Spiering A E, van Ommen A M L N, Roeters van Lennep J E, Appelman Y, Reue K, Onland-Moret N C, den Ruijter H M
Laboratory of Experimental Cardiology, University Medical Center Utrecht, Utrecht University, Utrecht, the Netherlands.
Department of Human Genetics, David Geffen School of Medicine, University of California Los Angeles, Los Angeles, United States.
Int J Cardiol Heart Vasc. 2024 Nov 8;55:101547. doi: 10.1016/j.ijcha.2024.101547. eCollection 2024 Dec.
Cardiovascular disease is the leading cause of death in women worldwide. Yet, women are often underrepresented in cardiovascular clinical trials. Trial characteristics may influence the participation of women. For instance, trials are often entitled with an acronym, which might be perceived as gendered. We aimed to investigate if the perceived gender of the acronym and other trial characteristics affect the representation of female patients in cardiovascular trials.
We searched ClinicalTrials.gov for randomized controlled trials in cardiovascular disease named with an acronym. Cardiovascular patients (n = 148) scored the perceived gender of the acronym of 148 identified trials. Prevalence ratios (PR) were calculated with Poisson regression to link trial characteristics to representation of female patients in the trials.
In 62 % of trials, female patients were underrepresented relative to the disease population. There was no improvement over time in proportion of trials with adequate representation.

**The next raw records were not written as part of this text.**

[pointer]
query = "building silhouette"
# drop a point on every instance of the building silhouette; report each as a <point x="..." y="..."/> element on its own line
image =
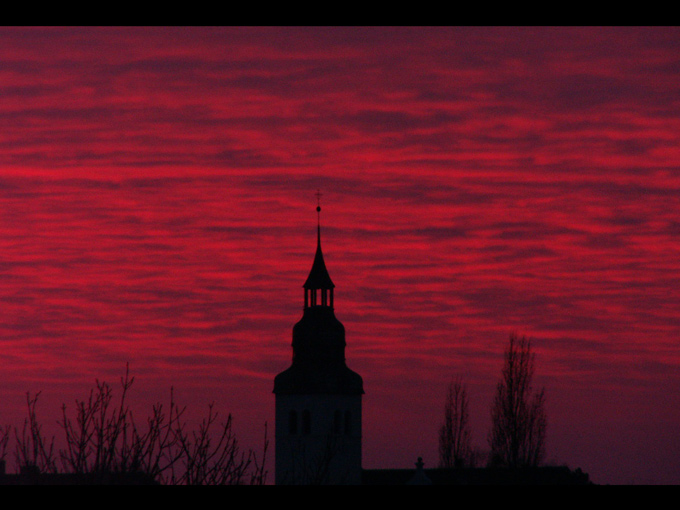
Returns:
<point x="318" y="399"/>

A third of acronyms was classified as gendered. The perceived gender did not affect representation of female patients (PR 1.01; 95% CI 0.95 - 1.08; P = 0.68). A woman as first and/or last author (PR 1.22; 95% CI 1.07 - 1.38; P = 0.002) and recruitment in an outpatient setting (PR 1.15; 95% CI 1.02 - 1.29; P = 0.01) were associated with a higher prevalence of adequate representation of female patients.
Representation of female patients in cardiovascular trials does not depend on the perceived gender of the trial acronym but is improved in trials under female leadership in out-patient settings. Our findings may direct efforts towards increasing representation of female patients in cardiovascular trials.
心血管疾病是全球女性的首要死因。然而,女性在心血管临床试验中的代表性往往不足。试验特征可能会影响女性的参与度。例如,试验通常以首字母缩略词命名,这可能会被认为带有性别色彩。我们旨在研究首字母缩略词的感知性别以及其他试验特征是否会影响心血管试验中女性患者的代表性。
我们在ClinicalTrials.gov上搜索了以首字母缩略词命名的心血管疾病随机对照试验。148名心血管疾病患者对148项已识别试验的首字母缩略词的感知性别进行了评分。采用泊松回归计算患病率比(PR),以将试验特征与试验中女性患者的代表性联系起来。
在62%的试验中,女性患者相对于疾病人群的代表性不足。随着时间的推移,具有足够代表性的试验比例没有改善。三分之一的首字母缩略词被归类为带有性别色彩。感知性别并未影响女性患者的代表性(PR 1.01;95%置信区间0.95 - 1.08;P = 0.68)。女性作为第一作者和/或最后作者(PR 1.22;95%置信区间1.07 - 1.38;P = 0.002)以及在门诊环境中招募患者(PR 1.15;95%置信区间1.02 - 1.29;P = 0.01)与女性患者足够代表性的较高患病率相关。
心血管试验中女性患者的代表性并不取决于试验首字母缩略词的感知性别,而是在门诊环境中由女性领导的试验中有所改善。我们的研究结果可能会指导人们努力提高心血管试验中女性患者的代表性。